Pear Therapeutics, Inc.| Form 10-Q |Page 34 --------------------------------------------------------------------------------
Recent accounting pronouncements
Refer to the accompanying notes to consolidated financial statements as of and for the three months ended March 31, 2022 and 2021, included in Part I, Item 1 of this Form 10-Q for more information regarding recently issued accounting pronouncements, the timing of their adoption, and its assessment, to the extent it has made one, of their potential impact on its financial condition and results of operations.
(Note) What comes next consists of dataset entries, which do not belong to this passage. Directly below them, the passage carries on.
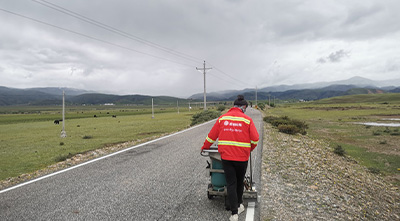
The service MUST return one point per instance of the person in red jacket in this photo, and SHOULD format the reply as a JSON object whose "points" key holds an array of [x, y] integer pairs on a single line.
{"points": [[237, 136]]}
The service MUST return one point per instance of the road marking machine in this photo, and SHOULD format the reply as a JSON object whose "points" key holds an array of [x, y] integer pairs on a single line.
{"points": [[217, 185]]}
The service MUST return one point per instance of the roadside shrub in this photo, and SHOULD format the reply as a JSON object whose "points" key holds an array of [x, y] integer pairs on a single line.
{"points": [[204, 116], [288, 129], [376, 133], [63, 157], [261, 106], [286, 125], [374, 170], [221, 108], [339, 150]]}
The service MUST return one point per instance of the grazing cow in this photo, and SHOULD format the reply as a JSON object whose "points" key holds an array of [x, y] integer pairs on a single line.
{"points": [[57, 121]]}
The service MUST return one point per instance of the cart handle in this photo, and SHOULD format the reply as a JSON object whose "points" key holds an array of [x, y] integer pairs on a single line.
{"points": [[205, 152]]}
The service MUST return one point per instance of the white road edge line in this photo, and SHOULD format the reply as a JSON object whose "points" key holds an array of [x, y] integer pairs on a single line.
{"points": [[250, 211], [100, 158]]}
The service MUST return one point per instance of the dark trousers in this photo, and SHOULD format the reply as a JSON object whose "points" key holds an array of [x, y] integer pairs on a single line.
{"points": [[234, 175]]}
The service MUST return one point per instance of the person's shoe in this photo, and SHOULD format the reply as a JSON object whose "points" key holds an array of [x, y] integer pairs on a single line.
{"points": [[240, 209], [234, 218]]}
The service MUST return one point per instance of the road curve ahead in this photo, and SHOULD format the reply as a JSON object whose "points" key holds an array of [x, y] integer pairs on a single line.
{"points": [[163, 180]]}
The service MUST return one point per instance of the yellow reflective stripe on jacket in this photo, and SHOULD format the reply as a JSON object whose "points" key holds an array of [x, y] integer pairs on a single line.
{"points": [[233, 143], [210, 140], [235, 119]]}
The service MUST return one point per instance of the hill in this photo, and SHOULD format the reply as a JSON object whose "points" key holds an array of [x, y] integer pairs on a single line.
{"points": [[53, 96], [314, 91]]}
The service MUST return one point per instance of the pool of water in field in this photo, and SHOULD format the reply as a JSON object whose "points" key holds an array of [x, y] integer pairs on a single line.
{"points": [[378, 124]]}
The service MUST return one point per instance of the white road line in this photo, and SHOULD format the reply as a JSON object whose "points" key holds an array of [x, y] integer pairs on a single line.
{"points": [[250, 211], [100, 158]]}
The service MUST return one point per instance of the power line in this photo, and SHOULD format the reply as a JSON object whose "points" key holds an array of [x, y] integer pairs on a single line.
{"points": [[114, 30], [93, 38]]}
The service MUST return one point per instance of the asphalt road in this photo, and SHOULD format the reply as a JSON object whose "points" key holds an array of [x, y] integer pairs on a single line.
{"points": [[162, 180]]}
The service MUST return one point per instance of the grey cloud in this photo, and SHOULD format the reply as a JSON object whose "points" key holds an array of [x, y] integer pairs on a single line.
{"points": [[334, 57]]}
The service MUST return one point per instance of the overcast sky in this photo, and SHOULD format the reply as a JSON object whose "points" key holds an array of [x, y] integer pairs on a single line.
{"points": [[153, 47]]}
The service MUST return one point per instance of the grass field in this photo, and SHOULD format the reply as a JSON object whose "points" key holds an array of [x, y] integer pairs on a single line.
{"points": [[30, 140], [338, 120]]}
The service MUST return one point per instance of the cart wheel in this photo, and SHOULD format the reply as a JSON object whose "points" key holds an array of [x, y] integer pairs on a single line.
{"points": [[208, 192], [227, 205], [210, 197]]}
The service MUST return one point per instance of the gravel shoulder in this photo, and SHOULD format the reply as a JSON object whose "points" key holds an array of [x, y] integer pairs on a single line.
{"points": [[304, 180]]}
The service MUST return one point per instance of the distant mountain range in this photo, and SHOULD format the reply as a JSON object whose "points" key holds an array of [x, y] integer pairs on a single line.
{"points": [[53, 96], [315, 91]]}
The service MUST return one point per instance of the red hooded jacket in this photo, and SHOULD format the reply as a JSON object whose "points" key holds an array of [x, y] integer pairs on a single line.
{"points": [[236, 134]]}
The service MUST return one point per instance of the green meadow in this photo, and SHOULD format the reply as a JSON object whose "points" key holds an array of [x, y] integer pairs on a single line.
{"points": [[339, 121], [29, 140]]}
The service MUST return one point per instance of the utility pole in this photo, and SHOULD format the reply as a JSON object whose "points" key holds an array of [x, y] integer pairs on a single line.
{"points": [[152, 109], [256, 98], [63, 133], [204, 72]]}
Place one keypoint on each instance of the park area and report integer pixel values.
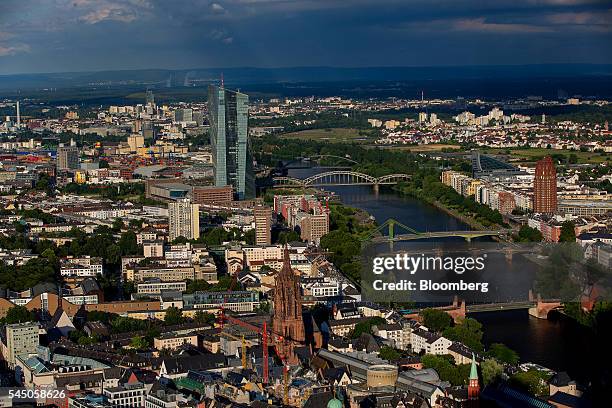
(329, 134)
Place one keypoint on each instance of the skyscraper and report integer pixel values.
(228, 118)
(263, 218)
(67, 158)
(149, 98)
(184, 219)
(545, 187)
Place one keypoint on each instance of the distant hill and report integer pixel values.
(251, 75)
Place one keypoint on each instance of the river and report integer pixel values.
(557, 343)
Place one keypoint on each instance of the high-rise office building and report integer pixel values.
(263, 231)
(545, 187)
(184, 219)
(183, 115)
(67, 158)
(21, 339)
(228, 118)
(149, 98)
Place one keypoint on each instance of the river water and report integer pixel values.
(557, 343)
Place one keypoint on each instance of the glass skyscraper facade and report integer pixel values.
(228, 117)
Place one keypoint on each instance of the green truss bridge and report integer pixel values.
(409, 234)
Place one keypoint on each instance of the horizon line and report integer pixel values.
(553, 64)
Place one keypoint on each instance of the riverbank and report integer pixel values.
(471, 221)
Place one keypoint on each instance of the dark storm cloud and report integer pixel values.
(74, 35)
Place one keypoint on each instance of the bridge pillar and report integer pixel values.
(541, 308)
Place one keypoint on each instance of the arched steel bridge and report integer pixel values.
(341, 178)
(412, 234)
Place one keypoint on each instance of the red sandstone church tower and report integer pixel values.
(473, 385)
(545, 187)
(288, 321)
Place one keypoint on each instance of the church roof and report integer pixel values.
(473, 370)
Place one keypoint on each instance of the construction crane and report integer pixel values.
(266, 334)
(242, 340)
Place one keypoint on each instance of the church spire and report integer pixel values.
(473, 385)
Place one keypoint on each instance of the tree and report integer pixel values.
(503, 353)
(389, 353)
(19, 314)
(173, 316)
(528, 234)
(532, 381)
(568, 232)
(197, 285)
(468, 332)
(139, 343)
(117, 224)
(446, 368)
(491, 371)
(435, 319)
(365, 326)
(204, 317)
(287, 236)
(129, 244)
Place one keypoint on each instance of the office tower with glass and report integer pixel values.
(228, 117)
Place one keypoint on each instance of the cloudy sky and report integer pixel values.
(83, 35)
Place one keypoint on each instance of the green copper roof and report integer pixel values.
(334, 403)
(473, 370)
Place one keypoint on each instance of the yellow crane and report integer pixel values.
(243, 347)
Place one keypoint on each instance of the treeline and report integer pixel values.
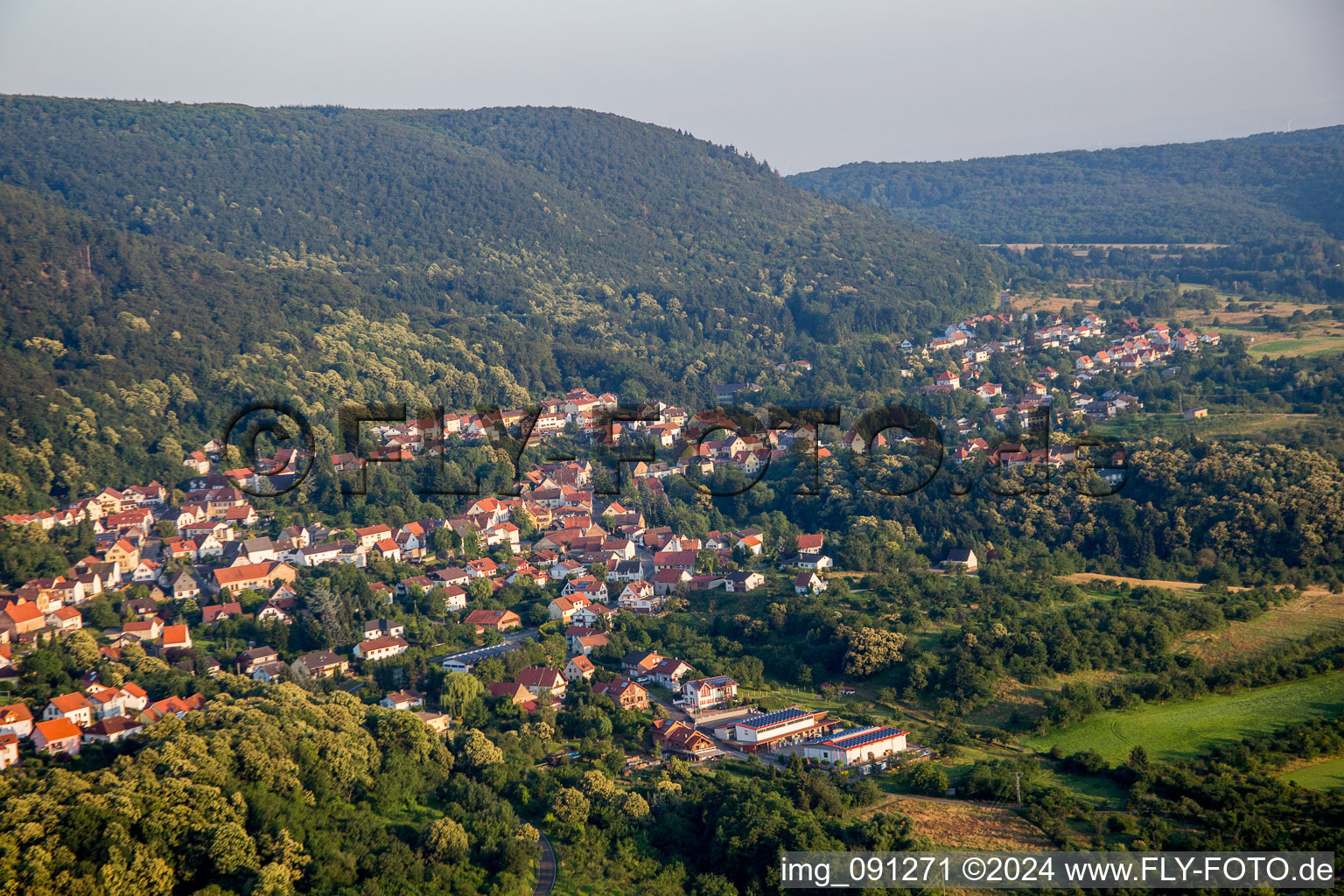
(1263, 187)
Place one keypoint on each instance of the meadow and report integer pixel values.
(1187, 728)
(1323, 775)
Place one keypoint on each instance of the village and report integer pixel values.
(215, 554)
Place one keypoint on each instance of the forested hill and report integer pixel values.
(592, 230)
(1225, 191)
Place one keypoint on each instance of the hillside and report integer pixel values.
(586, 228)
(165, 263)
(1222, 191)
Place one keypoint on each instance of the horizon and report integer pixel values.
(785, 82)
(694, 136)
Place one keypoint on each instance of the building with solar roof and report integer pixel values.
(857, 745)
(773, 730)
(709, 693)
Significant Accounting Policies and Estimates
The preparation of our consolidated financial statements and related disclosures in conformity with US generally accepted accounting principles, or US GAAP, and the Company's discussion and analysis of its financial condition and operating results require the Company's management to make judgments, assumptions and estimates that affect the amounts reported. Management bases these estimates on historical experience and on various other assumptions that it believes are reasonable under the circumstances, the results of which form the basis for making judgments about the carrying amounts of assets and liabilities. Actual results may differ materially from these estimates if past experience or other assumptions do not turn out to be substantially accurate. The preparation of these consolidated financial statements requires us to make estimates and judgments that affect the reported amounts of assets, liabilities, revenues and expenses, and the related disclosure of contingent assets and liabilities. We monitor our estimates on an ongoing basis for changes in facts and circumstances, and material changes in these estimates could occur in the future. Changes in estimates are recorded in the period in which they become known. Our critical accounting policies are those policies which require the most significant judgments and estimates in the preparation of our condensed consolidated financial statements. We have determined that our most critical accounting policies are those relating to Legacy Pear Preferred and Common stock valuations, revenue recognition, valuation of earn-out liabilities, and stock-based compensation. There have been no significant changes to our existing critical accounting policies and significant accounting policies discussed in the Annual Report on Form 10-K for the year ended December 31, 2021.